# Configuration files

* **Difficulty level**: easy
* **Time need to lean**: 10 minutes or less
* **Key points**:
  * SoS reads multiple configuration files and merge the results
  * User configuration files can be specified with option `-c`
  * Content of configuration file is available through variable `CONFIG`
  * Host-specific paths can be accessed by `path(name, default)`
  

## SoS configuration files

SoS reads configurations from 

* A site configuration file `site_config.yml` under the sos package directory. This is where system adminstrators define system-wide configurations (e.g. host definitions) for all users.
* A host configuration file `~/.sos/hosts.yml` that defines properties of local and remote hosts.
* A global sos configuration file `~/.sos/config.yml` that defines other user-specific settings.
* And an optional configuration file specified by command line option `-c` that defines workflow-specific settings.

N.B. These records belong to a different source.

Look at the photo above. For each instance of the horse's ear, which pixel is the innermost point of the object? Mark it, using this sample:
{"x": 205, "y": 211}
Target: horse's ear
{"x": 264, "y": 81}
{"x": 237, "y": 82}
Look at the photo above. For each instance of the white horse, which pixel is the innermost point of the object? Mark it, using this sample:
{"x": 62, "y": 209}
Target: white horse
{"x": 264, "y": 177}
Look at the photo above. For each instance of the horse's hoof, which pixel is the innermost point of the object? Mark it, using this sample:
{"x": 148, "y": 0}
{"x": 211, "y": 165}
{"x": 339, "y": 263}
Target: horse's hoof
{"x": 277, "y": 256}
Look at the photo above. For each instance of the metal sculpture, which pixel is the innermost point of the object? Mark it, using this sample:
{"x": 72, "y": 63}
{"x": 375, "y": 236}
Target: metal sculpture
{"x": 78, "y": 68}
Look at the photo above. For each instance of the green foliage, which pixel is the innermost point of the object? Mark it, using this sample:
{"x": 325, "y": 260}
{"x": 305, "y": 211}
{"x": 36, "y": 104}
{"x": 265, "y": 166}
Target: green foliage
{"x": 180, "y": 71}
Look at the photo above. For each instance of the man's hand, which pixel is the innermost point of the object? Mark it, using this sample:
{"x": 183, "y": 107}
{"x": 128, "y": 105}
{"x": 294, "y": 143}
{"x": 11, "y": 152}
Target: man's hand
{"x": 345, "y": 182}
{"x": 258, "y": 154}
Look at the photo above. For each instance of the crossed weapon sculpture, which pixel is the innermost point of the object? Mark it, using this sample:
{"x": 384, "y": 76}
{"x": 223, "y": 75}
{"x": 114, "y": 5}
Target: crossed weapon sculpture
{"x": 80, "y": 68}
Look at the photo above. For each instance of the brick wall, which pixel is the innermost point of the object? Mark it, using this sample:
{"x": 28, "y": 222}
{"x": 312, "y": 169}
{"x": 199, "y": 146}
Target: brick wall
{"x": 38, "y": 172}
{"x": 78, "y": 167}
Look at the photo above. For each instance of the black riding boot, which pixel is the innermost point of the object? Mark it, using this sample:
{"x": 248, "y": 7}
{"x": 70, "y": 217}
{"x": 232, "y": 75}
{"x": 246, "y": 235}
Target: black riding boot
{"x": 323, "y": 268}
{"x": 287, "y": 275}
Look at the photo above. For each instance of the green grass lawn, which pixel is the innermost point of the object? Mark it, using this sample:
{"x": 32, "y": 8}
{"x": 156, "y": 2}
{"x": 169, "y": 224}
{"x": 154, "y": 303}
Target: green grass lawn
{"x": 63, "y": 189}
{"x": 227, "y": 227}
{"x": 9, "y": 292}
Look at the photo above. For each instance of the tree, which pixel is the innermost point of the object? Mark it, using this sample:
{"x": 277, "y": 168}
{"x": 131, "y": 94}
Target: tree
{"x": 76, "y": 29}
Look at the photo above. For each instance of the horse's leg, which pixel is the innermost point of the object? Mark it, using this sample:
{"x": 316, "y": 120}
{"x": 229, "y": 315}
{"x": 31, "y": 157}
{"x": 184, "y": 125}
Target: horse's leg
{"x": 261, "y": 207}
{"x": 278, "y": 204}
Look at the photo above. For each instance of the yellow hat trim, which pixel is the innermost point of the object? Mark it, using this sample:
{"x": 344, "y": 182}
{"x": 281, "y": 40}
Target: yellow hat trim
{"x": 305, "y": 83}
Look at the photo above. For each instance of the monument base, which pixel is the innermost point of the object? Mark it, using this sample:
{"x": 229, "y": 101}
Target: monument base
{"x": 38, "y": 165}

The configuration files should be in the format of [`YAML`](http://yaml.org/) or its subset format [`JSON`](http://json-schema.org/implementations.html). When a SoS script is loaded, SoS looks for and parses site and global configuration files and an optional user-specified configuration file. The results are used by SoS for the execution of workflows, and are available to the workflow as a global variable `CONFIG`.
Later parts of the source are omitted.